Hayatın tarifi ve mahiyetini bilmeden yaşanan bir hayat malayanidir, boştur, sonu nedamet ve pişmanlıklarla doludur.

İmanla hayatlanmayan bir hayat; acıdır, ıztıraptır, belâdır, sıkıntıdır, musîbetlerin en büyüğü, dertlerin en katmerlisidir.

Hayatı nasıl anlıyoruz? Yaratanın ihsan ettiği büyük nimet olan gerçek hayatı ne kadar idrak edebiliyor ve doğru bir şekilde yaşayabiliyoruz? Hayat serüvenimiz içinde ne kadar gülebiliyoruz ve gülümseyebiliyoruz? Başkalarını güldürüp, gülümsetecek ne gibi hizmetler ve işler yapabiliyoruz? Bu değerler ve ölçüler çok önemli. Her ânı cihana değecek kapasitede olan hayatın gerçek yüzünü görüp bulabilmek Allah’ın büyük bir lütfu, insan iradesinin büyük bir başarısı ve meyvesidir. İşte bu konuya ışık tutacak ibretli bir hikâye!

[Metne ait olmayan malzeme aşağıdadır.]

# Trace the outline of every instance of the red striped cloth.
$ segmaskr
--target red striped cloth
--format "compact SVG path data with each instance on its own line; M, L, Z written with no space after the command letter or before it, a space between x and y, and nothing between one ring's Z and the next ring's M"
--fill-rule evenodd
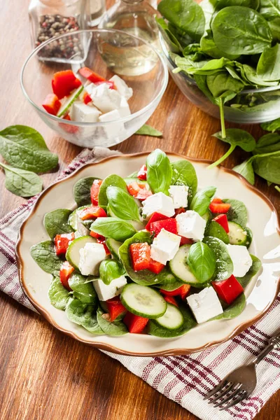
M102 148L83 150L59 179L85 162L111 151ZM0 290L34 310L20 286L15 245L20 225L36 201L34 197L0 220ZM105 352L168 398L181 404L202 420L250 420L280 388L280 351L270 353L258 365L258 385L250 398L231 409L219 412L203 401L203 396L234 368L251 361L267 343L279 325L280 298L260 321L233 340L195 354L176 357L142 358ZM280 414L275 413L275 419Z

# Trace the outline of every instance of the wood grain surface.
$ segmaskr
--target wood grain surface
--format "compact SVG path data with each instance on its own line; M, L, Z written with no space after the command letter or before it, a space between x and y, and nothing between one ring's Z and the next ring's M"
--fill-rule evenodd
M31 51L28 0L0 0L0 129L24 124L38 130L49 148L58 154L60 168L80 148L57 137L44 125L24 98L20 71ZM211 136L219 130L215 120L188 102L171 80L149 123L164 133L162 139L134 136L116 148L124 153L156 147L195 158L216 160L227 148ZM257 125L247 127L258 138ZM232 167L246 153L236 150L225 165ZM44 186L57 174L43 176ZM278 210L279 193L258 178L257 186ZM0 216L24 200L4 188L0 172ZM276 326L275 326L276 328ZM280 417L280 392L255 417ZM41 316L3 293L0 301L1 420L195 420L196 417L168 400L120 363L98 350L57 331Z

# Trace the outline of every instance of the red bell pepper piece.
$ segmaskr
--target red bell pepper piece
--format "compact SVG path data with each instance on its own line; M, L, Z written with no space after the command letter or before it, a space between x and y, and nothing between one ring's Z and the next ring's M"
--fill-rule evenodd
M148 318L127 312L122 321L127 326L130 332L139 334L143 332L147 325Z
M226 214L219 214L213 219L215 222L217 222L222 227L223 227L227 233L230 232L228 227L227 216Z
M71 241L75 239L74 233L63 233L55 237L55 253L57 255L65 254Z
M243 287L233 274L226 280L212 281L211 284L218 296L228 304L244 291Z
M42 104L43 108L52 115L56 115L61 106L61 102L56 94L49 93Z
M120 300L120 296L115 296L106 301L107 304L108 312L110 315L110 321L113 322L121 314L127 312Z
M98 195L102 182L102 179L94 179L90 188L90 200L94 206L97 206L98 204Z
M59 99L70 94L74 89L80 86L82 82L76 77L71 70L62 70L55 73L52 80L52 92Z
M147 242L132 244L130 246L130 258L134 271L149 268L150 260L150 246Z
M64 261L60 267L59 276L60 281L62 286L69 292L72 290L68 284L68 280L71 274L74 271L74 267L72 267L68 261Z
M79 218L82 220L88 220L97 217L107 217L105 210L97 206L87 207L82 210L79 214Z
M146 181L147 179L147 167L144 164L141 168L137 174L138 179L142 179Z

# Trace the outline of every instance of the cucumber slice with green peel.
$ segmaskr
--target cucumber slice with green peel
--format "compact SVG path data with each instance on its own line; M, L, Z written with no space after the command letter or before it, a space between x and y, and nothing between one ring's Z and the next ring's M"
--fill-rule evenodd
M59 109L58 110L57 117L63 117L67 113L70 106L72 105L73 102L78 98L83 90L83 86L79 86L79 88L77 88L77 89L76 89L76 90L71 94L65 102L60 106Z
M231 245L244 245L248 241L247 232L238 223L235 222L228 222L228 228L230 232L228 237Z
M155 321L167 330L179 330L183 326L183 321L182 312L175 305L170 303L167 303L165 314Z
M80 249L84 248L85 244L88 242L96 243L96 239L90 236L80 237L74 239L68 247L66 253L66 259L76 270L79 270L80 262Z
M149 319L162 316L167 309L167 302L158 292L135 283L125 286L120 300L130 312Z

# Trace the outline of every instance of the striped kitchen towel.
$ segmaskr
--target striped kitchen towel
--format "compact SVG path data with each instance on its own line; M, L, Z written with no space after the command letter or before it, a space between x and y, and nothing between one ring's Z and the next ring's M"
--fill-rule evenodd
M58 179L69 175L86 162L118 152L102 148L84 150ZM15 258L18 230L36 197L33 197L0 220L0 290L35 310L23 293ZM279 327L280 298L257 323L217 347L195 354L142 358L105 353L119 360L168 398L178 402L202 420L251 420L271 396L280 388L280 351L270 353L258 367L258 386L248 400L224 412L203 400L204 395L229 372L250 362L265 346ZM280 413L276 417L280 417Z

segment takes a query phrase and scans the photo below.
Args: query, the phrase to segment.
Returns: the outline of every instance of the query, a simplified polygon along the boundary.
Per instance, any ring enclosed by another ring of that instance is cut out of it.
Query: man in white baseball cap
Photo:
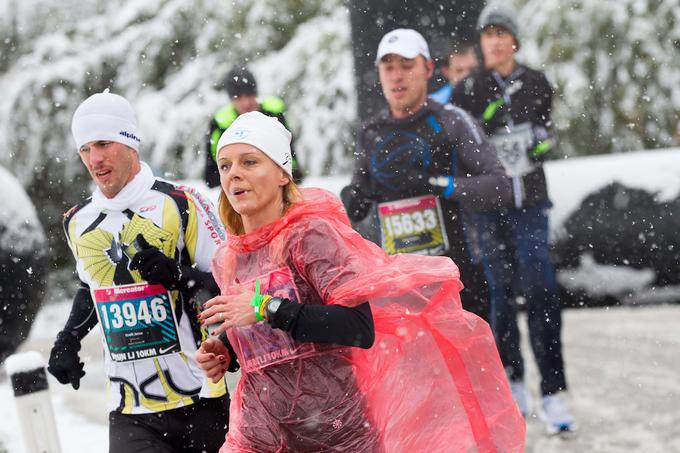
[[[428,101],[434,64],[420,33],[404,28],[387,33],[376,66],[387,108],[357,134],[354,175],[341,192],[347,214],[355,224],[370,223],[380,232],[376,242],[388,253],[452,258],[465,285],[463,307],[486,317],[488,288],[481,266],[473,263],[461,209],[493,210],[509,201],[503,167],[467,113]],[[439,209],[442,218],[431,217],[426,231],[422,216]],[[381,214],[396,210],[399,219],[408,216],[408,227],[395,228],[391,217]]]
[[[378,66],[382,57],[390,53],[408,59],[422,55],[425,60],[431,60],[427,41],[423,35],[410,28],[397,28],[382,37],[378,44],[375,65]]]

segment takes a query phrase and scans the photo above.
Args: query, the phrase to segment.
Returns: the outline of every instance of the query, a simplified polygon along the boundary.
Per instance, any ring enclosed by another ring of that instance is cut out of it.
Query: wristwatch
[[[271,320],[276,316],[276,312],[281,306],[283,300],[280,297],[272,297],[267,301],[267,305],[264,307],[264,311],[267,314],[267,322],[271,323]]]

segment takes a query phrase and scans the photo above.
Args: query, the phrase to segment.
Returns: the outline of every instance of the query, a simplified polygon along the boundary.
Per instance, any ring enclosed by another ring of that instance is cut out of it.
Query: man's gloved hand
[[[139,251],[132,258],[130,269],[138,270],[142,278],[151,284],[161,284],[169,290],[177,289],[182,278],[179,263],[150,245],[141,234],[137,235],[135,242]]]
[[[74,389],[80,387],[80,378],[85,376],[85,364],[78,357],[80,341],[68,332],[59,332],[50,351],[47,371],[57,378],[61,384],[71,384]]]
[[[432,193],[443,198],[451,198],[456,190],[453,176],[431,176],[427,182],[432,186]]]

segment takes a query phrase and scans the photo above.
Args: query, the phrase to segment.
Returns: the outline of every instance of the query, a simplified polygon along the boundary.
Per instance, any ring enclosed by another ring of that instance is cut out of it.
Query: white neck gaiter
[[[106,198],[97,187],[92,193],[92,205],[97,209],[109,211],[124,211],[133,206],[156,182],[151,168],[145,162],[140,162],[140,166],[139,173],[113,198]]]

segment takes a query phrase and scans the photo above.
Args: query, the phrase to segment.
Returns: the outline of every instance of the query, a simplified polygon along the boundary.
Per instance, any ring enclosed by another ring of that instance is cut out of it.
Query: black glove
[[[161,284],[169,290],[177,289],[182,278],[179,263],[150,245],[141,234],[137,235],[135,242],[139,251],[132,258],[130,269],[138,270],[142,278],[151,284]]]
[[[347,216],[353,222],[358,222],[366,217],[373,204],[369,196],[356,185],[344,187],[340,192],[340,199],[345,205]]]
[[[83,367],[85,364],[78,357],[80,341],[69,332],[61,331],[57,334],[50,360],[47,363],[47,371],[57,378],[61,384],[71,384],[74,389],[80,387],[80,378],[85,376]]]
[[[453,181],[453,176],[442,175],[432,176],[427,182],[432,187],[432,194],[443,198],[451,198],[456,189]]]

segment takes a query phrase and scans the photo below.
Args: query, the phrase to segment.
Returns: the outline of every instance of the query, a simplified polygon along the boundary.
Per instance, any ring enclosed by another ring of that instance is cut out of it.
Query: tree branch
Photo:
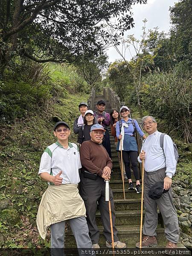
[[[34,12],[32,15],[29,18],[26,19],[25,20],[23,21],[20,25],[17,26],[17,27],[14,27],[12,29],[10,30],[8,33],[5,34],[3,36],[3,39],[4,41],[6,41],[7,39],[10,37],[12,35],[16,34],[20,31],[21,31],[25,26],[31,24],[33,20],[37,17],[37,16],[41,11],[42,11],[43,9],[48,8],[50,7],[53,5],[55,5],[56,3],[59,2],[60,0],[54,0],[52,3],[45,3],[45,0],[43,0],[34,9]],[[23,0],[22,0],[22,1]],[[16,10],[15,11],[15,13],[14,14],[15,19],[17,20],[17,17],[18,15],[18,12],[20,11],[20,7],[19,7],[17,6],[17,12]]]

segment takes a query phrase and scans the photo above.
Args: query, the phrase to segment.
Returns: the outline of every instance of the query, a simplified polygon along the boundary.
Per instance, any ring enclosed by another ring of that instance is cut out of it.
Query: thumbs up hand
[[[60,171],[58,174],[57,174],[55,176],[52,177],[52,182],[56,186],[60,186],[62,184],[62,181],[63,180],[63,178],[60,177],[60,176],[62,174],[62,171]]]

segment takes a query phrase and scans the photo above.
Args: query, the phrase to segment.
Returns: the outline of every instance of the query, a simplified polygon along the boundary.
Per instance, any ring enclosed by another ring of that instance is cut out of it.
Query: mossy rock
[[[20,220],[20,216],[15,209],[10,209],[3,210],[0,213],[3,221],[7,224],[14,226]]]

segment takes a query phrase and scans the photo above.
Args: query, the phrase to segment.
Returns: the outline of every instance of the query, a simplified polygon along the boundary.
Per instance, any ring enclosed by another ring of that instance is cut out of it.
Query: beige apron
[[[79,193],[78,184],[49,185],[38,209],[37,225],[45,239],[49,226],[78,217],[86,217],[84,202]]]

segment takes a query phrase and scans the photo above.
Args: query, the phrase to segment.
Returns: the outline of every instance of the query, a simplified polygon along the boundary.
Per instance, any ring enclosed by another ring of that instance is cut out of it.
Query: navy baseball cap
[[[65,122],[60,121],[59,122],[56,122],[56,124],[55,125],[54,129],[54,131],[55,131],[56,128],[57,128],[57,126],[58,126],[58,125],[65,125],[65,126],[67,126],[70,130],[69,125],[68,124],[67,124]]]
[[[81,105],[85,105],[85,106],[87,106],[87,108],[88,107],[88,104],[87,103],[86,103],[86,102],[80,102],[79,105],[79,107],[80,107]]]
[[[97,105],[99,105],[99,104],[104,104],[104,105],[106,105],[106,103],[103,99],[101,99],[97,102]]]
[[[99,124],[96,124],[96,125],[93,125],[93,126],[91,126],[90,131],[92,131],[94,130],[102,130],[102,131],[106,131],[104,130],[103,126],[102,125],[99,125]]]

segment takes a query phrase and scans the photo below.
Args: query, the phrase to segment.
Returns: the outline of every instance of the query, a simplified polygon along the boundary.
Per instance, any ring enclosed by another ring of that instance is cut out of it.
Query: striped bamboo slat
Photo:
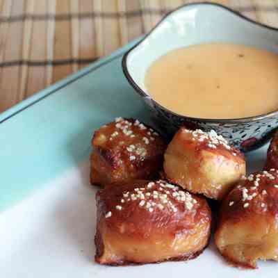
[[[197,0],[0,0],[0,113]],[[214,0],[278,27],[278,0]]]

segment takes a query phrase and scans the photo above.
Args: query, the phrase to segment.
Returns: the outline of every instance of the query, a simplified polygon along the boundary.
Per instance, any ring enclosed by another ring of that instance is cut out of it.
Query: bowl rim
[[[130,49],[129,49],[124,54],[124,55],[122,59],[122,68],[124,72],[124,76],[126,76],[129,84],[131,85],[131,86],[135,89],[136,92],[137,93],[138,93],[141,97],[151,99],[151,101],[154,101],[154,103],[156,104],[156,106],[158,106],[161,109],[165,110],[168,113],[172,114],[176,117],[188,119],[188,120],[190,120],[190,121],[205,122],[211,122],[211,123],[223,123],[223,124],[224,123],[233,124],[233,123],[238,123],[238,122],[245,122],[246,123],[246,122],[259,121],[261,120],[271,117],[273,116],[277,116],[278,115],[278,110],[272,111],[272,112],[268,112],[268,113],[264,113],[264,114],[258,115],[256,116],[240,117],[240,118],[231,118],[231,119],[201,118],[201,117],[189,117],[189,116],[178,114],[174,111],[172,111],[167,109],[167,108],[163,106],[162,105],[159,104],[156,100],[152,99],[148,94],[147,94],[133,80],[131,75],[129,74],[128,67],[126,65],[126,60],[127,60],[127,57],[128,57],[129,54],[134,49],[136,49],[137,47],[138,47],[140,44],[141,44],[159,26],[159,25],[161,25],[161,24],[167,17],[171,15],[172,13],[174,13],[174,12],[176,12],[181,8],[183,8],[185,7],[198,6],[215,6],[218,8],[220,8],[224,10],[226,12],[231,13],[234,14],[234,15],[236,15],[237,17],[240,17],[247,22],[249,22],[251,24],[255,24],[260,27],[265,28],[268,30],[275,31],[278,33],[278,28],[272,27],[272,26],[264,24],[263,23],[256,22],[249,17],[245,17],[245,15],[240,14],[239,12],[238,12],[236,10],[232,10],[230,8],[228,8],[225,6],[221,5],[218,3],[201,1],[201,2],[188,3],[183,4],[182,6],[179,6],[178,8],[171,10],[170,12],[166,13],[166,15],[165,15],[162,17],[162,19],[151,29],[151,31],[143,36],[142,40],[140,40],[138,42],[137,42],[133,47],[132,47]]]

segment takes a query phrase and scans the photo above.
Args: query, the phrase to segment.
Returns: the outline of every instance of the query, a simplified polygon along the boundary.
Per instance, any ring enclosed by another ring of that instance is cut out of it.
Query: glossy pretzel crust
[[[208,147],[181,127],[168,145],[164,158],[167,179],[193,193],[221,200],[245,174],[243,154],[232,146]]]
[[[266,156],[265,170],[272,168],[278,169],[278,131],[277,131],[271,140]]]
[[[270,172],[274,179],[264,173],[241,180],[221,205],[215,242],[236,266],[256,268],[258,259],[278,261],[278,173]]]
[[[119,125],[126,126],[125,133]],[[90,182],[101,186],[157,177],[166,147],[158,133],[133,119],[101,126],[95,132],[92,145]]]
[[[192,195],[196,201],[192,208],[188,209],[184,204],[171,197],[172,189],[166,188],[165,191],[169,192],[168,199],[177,208],[176,212],[167,205],[162,210],[156,206],[150,212],[139,205],[140,199],[120,202],[123,193],[131,193],[136,188],[145,188],[145,193],[159,190],[156,183],[152,190],[148,189],[149,183],[141,180],[118,186],[111,185],[98,192],[95,236],[97,263],[123,265],[185,261],[198,256],[207,245],[211,214],[202,197]],[[120,211],[115,208],[119,204],[122,206]],[[112,215],[106,218],[108,211]]]

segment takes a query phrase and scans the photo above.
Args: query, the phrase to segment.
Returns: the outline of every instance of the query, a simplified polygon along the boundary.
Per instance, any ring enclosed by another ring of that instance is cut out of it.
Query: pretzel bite
[[[245,174],[244,156],[213,130],[206,133],[181,127],[164,158],[169,181],[211,199],[222,199]]]
[[[162,180],[106,186],[97,206],[95,261],[101,264],[187,260],[208,243],[211,215],[205,198]]]
[[[222,202],[215,241],[236,265],[255,268],[258,259],[278,261],[278,170],[239,181]]]
[[[268,149],[266,156],[265,170],[271,168],[278,169],[278,132],[274,135]]]
[[[154,178],[162,169],[166,147],[152,129],[122,117],[96,131],[92,145],[91,183],[102,186]]]

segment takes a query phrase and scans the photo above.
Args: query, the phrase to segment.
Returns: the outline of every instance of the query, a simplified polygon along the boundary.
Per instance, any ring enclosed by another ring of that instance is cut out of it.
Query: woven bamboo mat
[[[196,1],[0,0],[0,112]],[[215,0],[278,27],[278,0]]]

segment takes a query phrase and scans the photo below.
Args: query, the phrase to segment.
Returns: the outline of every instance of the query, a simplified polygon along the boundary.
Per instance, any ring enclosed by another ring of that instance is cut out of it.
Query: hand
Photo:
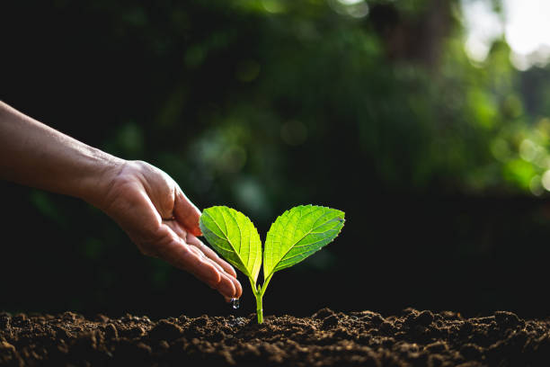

Yüzyıllar önce yaşanmış bir olay ve hikâyeyi ibretle takip edelim:

Meraklı ve araştırmacı bir kişi bir köye gider. Önce o köyün mezarlığına girer. Çünkü bu kişi kültürlerin ve hayat felsefesinin böyle yerlerde gizli olduğuna inanan birisidir.

Mezarlıkta gezinirken, gözleri birden mezar taşlarının üzerindeki rakamlara takılır. Mezar taşlarında 5, 867, 900, 20003, 4979, 7, 421… gibi birbiriyle hiç de bağlantısı olmayan rakamlar çok dikkatini çeker. Bu zat uzun uzun düşünür, fakat bir türlü bu rakamların anlamını çözemez. Bir mânâ veremez. Merakını gidermek ve bu rakamların anlamlarını bilebilmek için o köyün en bilge kişisine gider ve ona sorar:

“Nedir bu rakamlar Allah aşkına? Bu rakamların gösterdikleri ay mıdır, yıl mıdır, saat midir?”

Köylü bilge kişi gülümseyerek cevap verir:

“Bizim burada bir âdet ve geleneğimiz vardır. Bebeklerimiz doğduğu zaman, bellerine bir ip bağlarız. O kişinin hayatı boyunca her güldüğü an için, o ipe bir düğüm atarız. Öldükten sonra ise, bellerindeki düğümleri sayar, düğümün sayısını mezar taşına yazarız.”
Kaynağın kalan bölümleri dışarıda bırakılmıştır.